I think “no causation without manipulation” must be substantially wrong. If it was entirely correct, I think one would have to say that pretraining ought not to help achieve high performance on a standard RLHF objective, which is obviously false. It still seems plausible to me that a) the self-supervised learner learns a lot about the world it’s predicting, including a lot of “causal” stuff and b) there are still some gaps in its model regarding its own role in this world, which can be filled in with the right kind of fine-tuning.
Maybe this falls apart if I try to make it all more precise—these are initial thoughts, not the outcomes of trying to build a clear theory of the situation.
How common do you think this view is? My impression is that most AI safety researchers think the opposite, and I’d like to know if that’s wrong.
I’m agnostic; pretraining usually involves a lot more training, but also fine tuning might involve more optimisation towards “take actions with effects in the real world”.
I don’t know how common each view is. My guess would be that in the old days this was the more common view, but there’s been a lot more discussion of deceptive alignment recently on LW.
I don’t find the argument about “take actions with effects in the real world” --> “deceptive alignment,” and my current guess is that most people would also back off from that style of argument if they thought about the issues more thoroughly. Mostly though it seems like this will just get settled by the empirics.
I don’t know how common each view is either, but I want to note that @evhub has stated that he doesn’t think pre-training is likely to create deception:
Also,
Do you have any recommendations for discussions of whether pre-training or fine-tuning is more likely to produce deceptive alignment?
I’ve argued about this point with Evan a few times but still don’t quite understand his take. I’d be interested in more back and and forth. My most basic objection is that the fine-tuning objective is also extremely simple—produce actions that will be rated highly, or even just produce outputs that get a low loss. If you have a picture of the training process, then all of these are just very simple things to specify, trivial compared to other differences in complexity between deceptive alignment and proxy alignment. (And if you don’t yet have such a picture, then deceptive alignment also won’t yield good performance.)

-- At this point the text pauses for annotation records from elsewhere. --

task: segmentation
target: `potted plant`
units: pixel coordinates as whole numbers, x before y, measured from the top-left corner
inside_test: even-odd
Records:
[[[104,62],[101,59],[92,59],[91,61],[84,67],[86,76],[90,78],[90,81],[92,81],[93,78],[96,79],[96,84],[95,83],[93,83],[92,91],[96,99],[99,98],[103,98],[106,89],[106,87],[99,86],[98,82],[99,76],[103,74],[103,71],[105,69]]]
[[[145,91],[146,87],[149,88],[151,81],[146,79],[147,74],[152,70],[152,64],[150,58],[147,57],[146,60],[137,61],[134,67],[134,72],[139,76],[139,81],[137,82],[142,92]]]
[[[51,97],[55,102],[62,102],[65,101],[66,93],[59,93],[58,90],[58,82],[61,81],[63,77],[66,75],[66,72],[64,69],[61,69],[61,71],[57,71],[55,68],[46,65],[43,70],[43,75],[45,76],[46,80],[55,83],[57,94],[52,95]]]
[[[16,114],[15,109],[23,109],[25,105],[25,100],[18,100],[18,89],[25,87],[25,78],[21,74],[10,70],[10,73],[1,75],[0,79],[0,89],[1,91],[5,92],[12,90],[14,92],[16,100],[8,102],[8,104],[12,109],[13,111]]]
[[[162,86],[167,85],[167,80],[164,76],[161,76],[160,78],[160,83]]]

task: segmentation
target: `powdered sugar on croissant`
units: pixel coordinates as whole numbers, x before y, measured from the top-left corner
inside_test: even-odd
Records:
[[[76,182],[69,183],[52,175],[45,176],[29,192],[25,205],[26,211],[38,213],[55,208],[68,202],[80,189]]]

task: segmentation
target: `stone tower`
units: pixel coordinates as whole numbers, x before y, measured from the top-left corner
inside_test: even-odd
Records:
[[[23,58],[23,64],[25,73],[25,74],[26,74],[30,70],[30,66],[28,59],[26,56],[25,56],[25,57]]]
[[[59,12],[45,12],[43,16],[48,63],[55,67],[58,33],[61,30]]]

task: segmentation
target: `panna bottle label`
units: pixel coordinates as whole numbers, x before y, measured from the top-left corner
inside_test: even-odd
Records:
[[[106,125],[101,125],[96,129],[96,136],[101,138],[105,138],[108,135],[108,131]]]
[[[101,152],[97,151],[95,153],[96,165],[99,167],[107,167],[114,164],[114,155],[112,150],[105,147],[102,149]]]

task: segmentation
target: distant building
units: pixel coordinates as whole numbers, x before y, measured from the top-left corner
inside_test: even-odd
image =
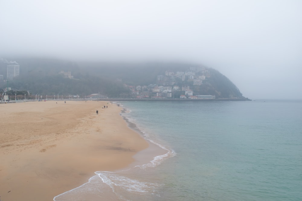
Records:
[[[211,95],[197,95],[196,96],[198,99],[215,99],[215,96]]]
[[[11,80],[15,77],[19,76],[20,67],[20,65],[17,64],[7,65],[7,79],[8,80]]]
[[[156,95],[158,97],[171,98],[172,97],[172,93],[169,92],[159,92],[156,93]]]
[[[193,96],[193,91],[192,90],[188,90],[185,91],[185,93],[188,96]]]
[[[93,93],[89,96],[86,96],[86,98],[91,99],[108,99],[106,96],[100,94],[98,93]]]
[[[68,71],[65,72],[63,71],[61,71],[59,73],[59,74],[63,75],[63,76],[65,78],[69,78],[69,79],[73,79],[73,76],[71,75],[71,71]]]

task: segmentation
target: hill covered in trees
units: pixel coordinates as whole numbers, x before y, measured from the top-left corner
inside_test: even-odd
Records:
[[[185,71],[190,68],[200,66],[184,63],[76,62],[42,58],[14,60],[20,65],[20,75],[8,83],[1,82],[0,87],[8,86],[14,91],[26,90],[30,94],[50,96],[59,94],[84,97],[98,93],[111,97],[120,94],[135,97],[130,86],[133,88],[138,85],[155,84],[158,82],[158,76],[165,75],[167,71]],[[0,74],[4,75],[5,80],[7,65],[0,64]],[[246,98],[225,76],[214,69],[204,68],[209,72],[202,83],[196,85],[189,80],[176,78],[173,85],[180,87],[189,86],[194,95],[215,95],[216,98]],[[72,79],[64,77],[59,73],[62,71],[71,72]],[[182,94],[179,91],[174,93],[176,97]]]

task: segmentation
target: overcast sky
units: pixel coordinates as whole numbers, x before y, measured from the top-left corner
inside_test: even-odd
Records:
[[[0,0],[0,58],[197,62],[246,97],[302,99],[300,0]]]

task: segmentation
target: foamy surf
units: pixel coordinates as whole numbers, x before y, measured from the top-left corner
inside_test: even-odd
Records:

My intuition for why “actions that have effects in the real world” might promote deception is that maybe the “no causation without manipulation” idea is roughly correct. In this case, a self-supervised learner won’t develop the right kind of model of its training process, but the fine-tuned learner might.
I think “no causation without manipulation” must be substantially wrong. If it was entirely correct, I think one would have to say that pretraining ought not to help achieve high performance on a standard RLHF objective, which is obviously false. It still seems plausible to me that a) the self-supervised learner learns a lot about the world it’s predicting, including a lot of “causal” stuff and b) there are still some gaps in its model regarding its own role in this world, which can be filled in with the right kind of fine-tuning.
Maybe this falls apart if I try to make it all more precise—these are initial thoughts, not the outcomes of trying to build a clear theory of the situation.